# Rebuilding a PC, case/psu question



## Dregan (Jul 31, 2007)

So, here's a little saga for you.

Round about 3 weeks ago, my ATI 9700 vid card fizzles. No big, time to go video card shopping!

Well, all I have on my mobo is AGP, and everything new comes PCIe, so that means new mobo, which means new proc and new ram.

Now, it's been a while since I bought hardware, but some names are always gonne be good. Asus, GB, etc.. This alleviates much of my worries about most of my hardware. But with the new proc and mobo and vid card, I need a new psu, and since I'm at it, new case as well. What the h*ll, right?

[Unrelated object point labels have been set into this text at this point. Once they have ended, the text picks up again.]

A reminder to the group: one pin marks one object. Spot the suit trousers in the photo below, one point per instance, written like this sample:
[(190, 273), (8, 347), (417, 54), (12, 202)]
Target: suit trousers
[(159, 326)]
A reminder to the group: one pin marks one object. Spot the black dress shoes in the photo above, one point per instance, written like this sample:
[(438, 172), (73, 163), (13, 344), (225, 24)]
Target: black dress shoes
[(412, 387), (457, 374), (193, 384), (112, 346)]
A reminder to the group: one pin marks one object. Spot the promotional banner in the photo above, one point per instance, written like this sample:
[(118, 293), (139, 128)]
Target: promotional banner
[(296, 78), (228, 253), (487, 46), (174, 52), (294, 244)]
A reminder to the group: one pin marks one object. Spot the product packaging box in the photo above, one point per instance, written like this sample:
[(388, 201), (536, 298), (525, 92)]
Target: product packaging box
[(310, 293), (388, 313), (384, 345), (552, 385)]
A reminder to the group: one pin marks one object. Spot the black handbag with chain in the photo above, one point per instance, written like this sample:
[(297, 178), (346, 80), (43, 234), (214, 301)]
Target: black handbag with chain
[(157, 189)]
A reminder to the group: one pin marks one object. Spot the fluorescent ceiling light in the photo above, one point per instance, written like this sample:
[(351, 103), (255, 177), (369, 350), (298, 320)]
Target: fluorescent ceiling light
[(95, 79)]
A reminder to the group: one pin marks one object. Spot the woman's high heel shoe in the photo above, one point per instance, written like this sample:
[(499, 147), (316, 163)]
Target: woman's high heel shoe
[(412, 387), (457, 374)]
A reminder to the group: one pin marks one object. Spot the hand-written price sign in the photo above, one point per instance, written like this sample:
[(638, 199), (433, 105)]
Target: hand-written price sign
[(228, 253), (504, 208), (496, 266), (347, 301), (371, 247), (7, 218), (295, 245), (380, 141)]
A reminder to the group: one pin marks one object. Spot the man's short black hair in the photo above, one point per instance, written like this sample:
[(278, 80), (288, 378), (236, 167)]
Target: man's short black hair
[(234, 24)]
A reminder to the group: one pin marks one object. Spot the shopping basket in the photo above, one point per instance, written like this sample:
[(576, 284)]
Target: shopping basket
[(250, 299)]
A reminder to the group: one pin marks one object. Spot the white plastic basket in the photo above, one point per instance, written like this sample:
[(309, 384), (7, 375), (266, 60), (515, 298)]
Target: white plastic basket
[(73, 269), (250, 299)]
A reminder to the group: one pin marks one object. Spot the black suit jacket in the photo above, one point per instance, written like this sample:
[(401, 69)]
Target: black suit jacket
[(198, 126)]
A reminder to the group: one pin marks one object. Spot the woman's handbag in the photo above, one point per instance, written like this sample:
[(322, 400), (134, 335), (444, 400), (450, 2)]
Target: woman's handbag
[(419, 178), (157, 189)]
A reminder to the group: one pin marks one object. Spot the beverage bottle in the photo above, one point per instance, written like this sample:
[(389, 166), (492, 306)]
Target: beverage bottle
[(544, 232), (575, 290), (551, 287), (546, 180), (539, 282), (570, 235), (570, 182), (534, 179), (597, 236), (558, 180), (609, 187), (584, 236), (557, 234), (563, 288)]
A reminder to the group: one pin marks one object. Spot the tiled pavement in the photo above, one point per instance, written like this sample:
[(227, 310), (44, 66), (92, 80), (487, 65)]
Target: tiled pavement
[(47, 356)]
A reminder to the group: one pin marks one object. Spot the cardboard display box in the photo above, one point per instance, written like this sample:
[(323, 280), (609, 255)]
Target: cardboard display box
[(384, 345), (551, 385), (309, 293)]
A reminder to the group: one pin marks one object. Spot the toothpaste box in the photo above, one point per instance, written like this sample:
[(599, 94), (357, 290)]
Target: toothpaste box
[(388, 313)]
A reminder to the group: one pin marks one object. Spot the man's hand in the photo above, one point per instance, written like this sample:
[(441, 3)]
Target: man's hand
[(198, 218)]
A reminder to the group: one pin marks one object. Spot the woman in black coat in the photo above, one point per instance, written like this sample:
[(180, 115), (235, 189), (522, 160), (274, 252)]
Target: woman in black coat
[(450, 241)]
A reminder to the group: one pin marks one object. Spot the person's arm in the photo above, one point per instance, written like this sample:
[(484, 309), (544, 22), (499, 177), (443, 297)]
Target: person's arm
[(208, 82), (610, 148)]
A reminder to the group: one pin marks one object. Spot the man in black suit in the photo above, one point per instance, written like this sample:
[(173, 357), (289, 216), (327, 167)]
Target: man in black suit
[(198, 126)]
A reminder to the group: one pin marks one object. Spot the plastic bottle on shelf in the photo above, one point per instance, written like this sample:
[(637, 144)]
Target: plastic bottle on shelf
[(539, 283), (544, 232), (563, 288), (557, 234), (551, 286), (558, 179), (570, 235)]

But I have very little experience with PSU's. Last one I bought was 300w, which was a lot at the time (~4+ years ago)

So I'm looking at this: 

http://www.tigerdirect.com/applications/SearchTools/item-details.asp?EdpNo=2477939&CatId=1848

Has what looks to be a decent PSU with it. They also sell the case seperately, so if I had to, I could get another.

Your thoughts?

OH, I did mention 'saga' right? Well, the new mobo only has one IDE slot, and I have 2 optical drives and a IDE HDD. My IDE cables only have 2 devices + terminus each. I had to order a 4-device cable. And a SATA HDD. By the time I'm done with this PC, the only things left will be the disk drives... As I'm doing this one component at a time, this is going to take me a while yet...


----------



## ebackhus (Apr 21, 2005)

That's just a case, a PSU is not included.

Personally I've never liked that case's look. I remember when it came out how many reviewers wondered where they got the idea from to make it.


----------



## Dregan (Jul 31, 2007)

Sorry, meant this one:

http://www.tigerdirect.com/applications/SearchTools/item-details.asp?EdpNo=3111229&Sku=TC3J-2269

PSU Included. I juts pasted the wrong URL above...

I like it because of the top handle.


----------



## magnethead (Mar 18, 2006)

Hate to break the news, but there's no known such thing as a 4 device IDE cable. A 4 PORT IDE cable maybe, but not 4 DEVICE. 1 IDE socket only can control 2 devices, regardless of port count on the ribbon cable.


----------



## 1 g0t 0wn3d (Jan 31, 2007)

Pharoah has one of theose psus and he is powering a 8800 gts... so it should be ok for most things you will put in there.


----------



## TheMatt (May 9, 2006)

magnethead said:


> Hate to break the news, but there's no known such thing as a 4 device IDE cable. A 4 PORT IDE cable maybe, but not 4 DEVICE. 1 IDE socket only can control 2 devices, regardless of port count on the ribbon cable.


Correct. You can have four devices over two IDE channels.


----------